Filetype "txt" becomes the only supported value

JorjMcKie · JorjMcKie · commit 010190712791 · 2025-04-21T18:59:56.000-04:00
After the introduction of a complete file content recognizer, the only relevant value for PyMuPDF's open parameter "filetype" remaining is "txt".
This change will implement this such that specifying filetype="txt" will open files or memory data as plain text Documents.
Other values will be silently ignored and no longer lead to confusing behavior.
diff --git a/docs/document.rst b/docs/document.rst
@@ -176,16 +176,12 @@ For details on **embedded files** refer to Appendix 3.
     * If ``stream`` is given, then the document is created from memory.
     * If ``stream`` is `None`, then a document is created from the file given by ``filename``. 
 
-    :arg str,pathlib filename: A UTF-8 string or ``pathlib.Path`` object containing a file path. The document type is always determined from the file content. The ``filetype`` parameter can be used to ensure that the detected type is as expected or, respectively, to force treating any file as plain text.

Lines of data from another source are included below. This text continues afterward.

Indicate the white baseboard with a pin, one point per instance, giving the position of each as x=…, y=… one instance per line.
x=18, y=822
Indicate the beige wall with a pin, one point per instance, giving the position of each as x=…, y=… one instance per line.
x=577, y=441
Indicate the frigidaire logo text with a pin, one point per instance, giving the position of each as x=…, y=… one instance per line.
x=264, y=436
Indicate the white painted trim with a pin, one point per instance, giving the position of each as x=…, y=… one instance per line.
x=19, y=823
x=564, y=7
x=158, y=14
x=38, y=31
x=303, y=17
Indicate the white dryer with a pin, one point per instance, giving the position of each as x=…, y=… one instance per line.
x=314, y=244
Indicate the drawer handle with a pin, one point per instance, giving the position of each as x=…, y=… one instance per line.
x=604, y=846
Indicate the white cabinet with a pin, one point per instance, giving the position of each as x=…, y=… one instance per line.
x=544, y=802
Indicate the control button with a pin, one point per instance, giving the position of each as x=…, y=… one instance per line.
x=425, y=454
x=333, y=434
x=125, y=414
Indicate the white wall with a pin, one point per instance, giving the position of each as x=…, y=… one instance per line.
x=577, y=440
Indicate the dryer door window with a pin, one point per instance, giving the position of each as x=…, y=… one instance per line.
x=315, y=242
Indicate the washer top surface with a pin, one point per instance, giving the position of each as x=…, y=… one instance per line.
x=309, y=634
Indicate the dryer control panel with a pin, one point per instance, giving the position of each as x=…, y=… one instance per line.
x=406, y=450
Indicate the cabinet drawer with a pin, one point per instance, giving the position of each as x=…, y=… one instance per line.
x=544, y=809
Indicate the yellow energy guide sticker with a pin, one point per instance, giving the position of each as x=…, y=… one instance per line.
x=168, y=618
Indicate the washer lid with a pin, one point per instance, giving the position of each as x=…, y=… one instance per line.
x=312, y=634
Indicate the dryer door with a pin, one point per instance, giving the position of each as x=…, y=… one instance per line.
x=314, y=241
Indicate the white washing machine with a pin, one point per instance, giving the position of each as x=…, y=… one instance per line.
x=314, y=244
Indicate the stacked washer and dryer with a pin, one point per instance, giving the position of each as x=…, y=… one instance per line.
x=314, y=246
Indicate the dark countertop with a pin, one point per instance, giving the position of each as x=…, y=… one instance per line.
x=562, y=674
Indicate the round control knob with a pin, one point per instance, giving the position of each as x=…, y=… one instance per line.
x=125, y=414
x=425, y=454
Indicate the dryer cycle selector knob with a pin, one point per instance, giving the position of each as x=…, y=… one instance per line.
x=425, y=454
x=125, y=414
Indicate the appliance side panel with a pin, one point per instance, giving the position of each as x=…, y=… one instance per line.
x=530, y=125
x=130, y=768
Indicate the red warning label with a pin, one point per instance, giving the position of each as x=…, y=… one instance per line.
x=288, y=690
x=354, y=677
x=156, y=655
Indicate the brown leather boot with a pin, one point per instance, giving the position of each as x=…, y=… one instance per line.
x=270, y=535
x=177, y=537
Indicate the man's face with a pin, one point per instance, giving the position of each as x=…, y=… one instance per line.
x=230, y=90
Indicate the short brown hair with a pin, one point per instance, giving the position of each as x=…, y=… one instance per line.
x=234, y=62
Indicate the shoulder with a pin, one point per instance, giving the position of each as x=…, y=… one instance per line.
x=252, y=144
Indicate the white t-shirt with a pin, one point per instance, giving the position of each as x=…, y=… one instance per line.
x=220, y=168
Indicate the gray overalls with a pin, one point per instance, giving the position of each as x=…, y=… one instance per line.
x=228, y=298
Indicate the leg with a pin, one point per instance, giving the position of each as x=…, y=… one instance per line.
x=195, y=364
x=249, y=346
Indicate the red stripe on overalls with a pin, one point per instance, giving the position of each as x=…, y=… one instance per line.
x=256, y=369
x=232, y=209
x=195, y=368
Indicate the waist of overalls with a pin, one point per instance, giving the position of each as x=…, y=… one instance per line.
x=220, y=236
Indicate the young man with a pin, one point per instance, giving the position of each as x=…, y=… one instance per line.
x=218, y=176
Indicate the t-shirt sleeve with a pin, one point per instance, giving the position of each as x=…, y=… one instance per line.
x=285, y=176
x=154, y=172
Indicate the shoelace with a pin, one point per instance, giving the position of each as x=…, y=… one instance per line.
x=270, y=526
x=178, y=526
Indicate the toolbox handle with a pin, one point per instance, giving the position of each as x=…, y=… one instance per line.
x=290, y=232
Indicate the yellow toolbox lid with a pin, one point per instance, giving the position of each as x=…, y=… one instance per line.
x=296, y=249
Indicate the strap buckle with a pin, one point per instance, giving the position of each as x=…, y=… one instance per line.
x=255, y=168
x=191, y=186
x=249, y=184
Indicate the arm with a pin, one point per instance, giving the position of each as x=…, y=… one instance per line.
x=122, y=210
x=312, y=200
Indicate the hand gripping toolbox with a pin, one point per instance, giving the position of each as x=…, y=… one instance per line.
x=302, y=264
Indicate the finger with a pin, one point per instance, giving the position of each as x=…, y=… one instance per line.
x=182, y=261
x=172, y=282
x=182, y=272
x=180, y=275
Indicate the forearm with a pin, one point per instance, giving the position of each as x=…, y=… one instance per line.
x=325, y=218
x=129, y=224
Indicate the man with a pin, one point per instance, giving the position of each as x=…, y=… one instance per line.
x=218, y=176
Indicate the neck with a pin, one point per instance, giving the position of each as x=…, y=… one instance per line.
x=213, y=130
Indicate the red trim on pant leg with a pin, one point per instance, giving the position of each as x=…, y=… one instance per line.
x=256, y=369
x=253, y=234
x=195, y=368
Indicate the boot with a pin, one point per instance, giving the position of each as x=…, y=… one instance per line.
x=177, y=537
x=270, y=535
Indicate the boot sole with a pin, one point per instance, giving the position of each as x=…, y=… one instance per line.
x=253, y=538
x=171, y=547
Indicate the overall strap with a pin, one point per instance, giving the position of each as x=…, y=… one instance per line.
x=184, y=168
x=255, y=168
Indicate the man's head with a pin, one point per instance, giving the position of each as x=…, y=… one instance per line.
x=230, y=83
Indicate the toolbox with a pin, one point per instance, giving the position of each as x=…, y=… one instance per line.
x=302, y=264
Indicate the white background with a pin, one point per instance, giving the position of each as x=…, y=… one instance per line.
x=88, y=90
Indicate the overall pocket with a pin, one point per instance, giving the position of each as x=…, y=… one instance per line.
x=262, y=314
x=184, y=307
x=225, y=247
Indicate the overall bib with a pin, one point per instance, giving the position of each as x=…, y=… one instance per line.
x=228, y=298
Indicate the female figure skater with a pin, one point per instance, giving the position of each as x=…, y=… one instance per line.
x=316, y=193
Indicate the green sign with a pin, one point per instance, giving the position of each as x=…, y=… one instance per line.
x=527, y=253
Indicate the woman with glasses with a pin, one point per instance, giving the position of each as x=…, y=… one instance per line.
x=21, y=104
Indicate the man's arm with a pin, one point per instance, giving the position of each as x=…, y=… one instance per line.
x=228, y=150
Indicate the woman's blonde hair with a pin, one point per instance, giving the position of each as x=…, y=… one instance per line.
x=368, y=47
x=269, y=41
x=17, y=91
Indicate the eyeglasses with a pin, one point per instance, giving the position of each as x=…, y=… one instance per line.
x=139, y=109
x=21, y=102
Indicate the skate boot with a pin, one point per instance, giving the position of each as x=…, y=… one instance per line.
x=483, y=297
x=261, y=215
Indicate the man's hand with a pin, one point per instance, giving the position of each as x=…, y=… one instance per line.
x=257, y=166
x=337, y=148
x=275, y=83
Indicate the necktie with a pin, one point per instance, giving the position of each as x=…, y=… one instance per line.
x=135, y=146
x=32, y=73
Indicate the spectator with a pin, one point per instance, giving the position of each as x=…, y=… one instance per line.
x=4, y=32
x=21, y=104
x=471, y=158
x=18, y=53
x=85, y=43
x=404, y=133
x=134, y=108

+    :arg str,pathlib filename: A UTF-8 string or ``pathlib.Path`` object containing a file path. The document type is always determined from the file content. The ``filetype`` parameter can be used to override this and open the file as a plain text document.
 
     :arg bytes,bytearray,BytesIO stream: A memory area containing file data. The document type is **always** detected from the data content. The ``filetype`` parameter is ignored except for undetected data content. In that case only, using ``filetype="txt"`` will treat the data as containing plain text.
 
-    :arg str filetype: A string specifying the type of document. This may be anything looking like a filename (e.g. "x.pdf"), in which case MuPDF uses the extension to determine the type, or a mime type like ``application/pdf``. Just using strings like "pdf"  or ".pdf" will also work. Can be omitted for :ref:`a supported document type<Supported_File_Types>`.
+    :arg str filetype: Currently only used to force opening the file as a plain text document. Use the value `"txt"` to achieve this. Before the implementation of MuPDF's file content recognizer, this parameter was essential to help determining the file type. As this is no longer necessary, other values are ignored.
     
-      If opening a file name / path only, it will be used to ensure that the detected type is as expected. An exception is raised for a mismatch. Using `filetype="txt"` will treat any file as containing plain text.
-      
-      When opening from memory, this parameter is ignored except for undetected data content. Only in that case, using ``filetype="txt"`` will treat the data as containing plain text.
-
     :arg rect_like rect: a rectangle specifying the desired page size. This parameter is only meaningful for documents with a variable page layout ("reflowable" documents), like e-books or HTML, and ignored otherwise. If specified, it must be a non-empty, finite rectangle with top-left coordinates (0, 0). Together with parameter *fontsize*, each page will be accordingly laid out and hence also determine the number of pages.
 
     :arg float width: may used together with ``height`` as an alternative to ``rect`` to specify layout information.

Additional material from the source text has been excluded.